Но ей было некуда деваться, и у нее не было денег, чтобы привести себя в порядок. Главное, что она от арабов ушла, и от Регины ушла, и даже от старого Лю ушла. И, что бы ни ждало ее, она была убеждена, что в конце концов все хорошо кончится — может быть, это чувство возникло у нее именно от яркого солнечного дня, от бурной красоты Шведагона и умиротворенного состояния людей вокруг.
Сама пагода стояла на широкой мраморной платформе. На этой платформе оказалось достаточно места и для других небольших храмов и пагод, для навесов, чтобы паломники могли спрятаться от солнца и отдохнуть, для статуй львов и злодейского вида стражей Неба. Гигантский змей, сложенный из покрытых штукатуркой кирпичей, вился вокруг одного из храмов.
Дороти спросила о монастыре Священного зуба Будды у одного из многочисленных монахов, которые бродили по платформе, обмахиваясь круглыми плетеными опахалами или прикрываясь от поднявшегося солнца красными, на бамбуковых спицах зонтами.
Монах был сытый, томный, он долго размышлял, разглядывая странную девушку склонными к земным соблазнам глазами, потом вздохнул и показал через плечо назад и вниз.
По дороге к монастырю, который, как оказалось, раскинулся на дальнем склоне холма, Дороти пришлось несколько раз останавливаться и спрашивать дорогу у прохожих, так что добралась она до монастыря лишь через час.
* * *
Монастырь Священного зуба Будды был основан давным-давно.
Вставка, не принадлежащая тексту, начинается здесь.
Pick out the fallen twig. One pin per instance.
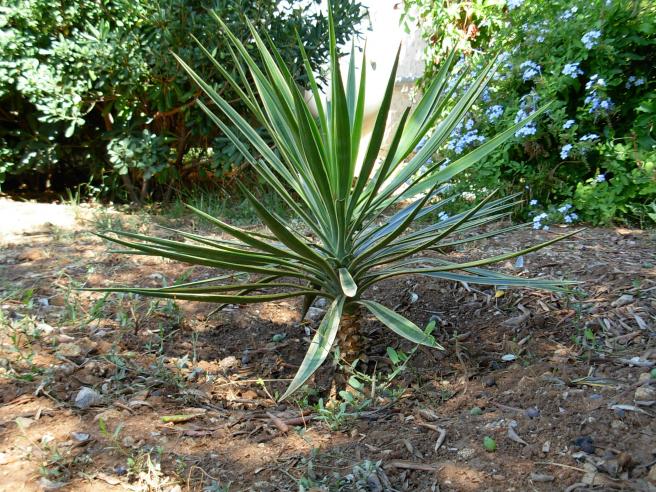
(282, 426)
(410, 465)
Каменные столбы, на которых когда-то крепились ворота, покосились, а памятью о воротах остались лишь ржавые петли. Ограда, тянувшаяся от ворот и поднимавшаяся по склону холма, во многих местах обвалилась, и через нее можно было перешагнуть, дорожки внутри монастыря заросли травой и даже кустами, которые взломали каменные плитки. Лишь центральная аллея, ведущая к главному зданию монастыря, поддерживалась в порядке. И по ней перед Дороти шествовала вереница монахов, которые возвращались в монастырь, собрав подаяние себе на завтрак.
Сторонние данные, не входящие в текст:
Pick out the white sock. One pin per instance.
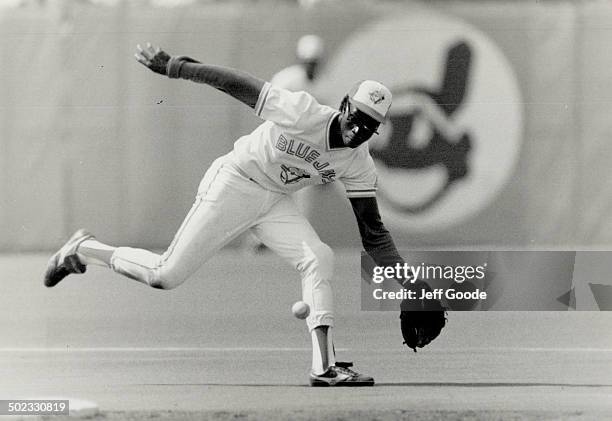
(93, 252)
(318, 349)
Здание монастыря было грандиозно. Все три этажа его, все веранды и многоэтажная крыша, составленная из уменьшающихся шатров, колонны, перила, наличники больших, без стекол, окон — все было покрыто резьбой и некогда раскрашено. Теперь же краска осыпалась, но резьба, посеребренная от старости, осталась.
Сняв сандалии, Дороти поднялась на веранду, и тут навстречу ей из темноты выдвинулся монах, худой и мрачный.
— Нельзя, женщина, — сказал он. — Тебе не место в монашеской обители.
— Мне нужно видеть достопочтимого У Дхаммападу, — сказала Дороти.
Мальчики-послушники, путаясь в длинных тогах, пробежали стайкой мимо, но под взглядом худого монаха стушевались и пошли дальше с нарочитым смирением и неспешностью, хотя им, конечно же, хотелось бежать и прыгать.
— Настоятель размышляет, — сообщил худой монах. И это звучало окончательно, словно «он умер».
Дороти понимала, что встретилась с человеком, которому приятно запрещать и поучать. И на его помощь рассчитывать не приходится.
— У меня к У Дхаммападе важное дело, — все же произнесла Дороти. — Я приехала к нему издалека.
— Я вижу, что издалека, — согласился монах. — Но все равно тебе не нужно разговаривать с сая-до. Ты можешь все сказать мне, и я передам У Дхаммападе.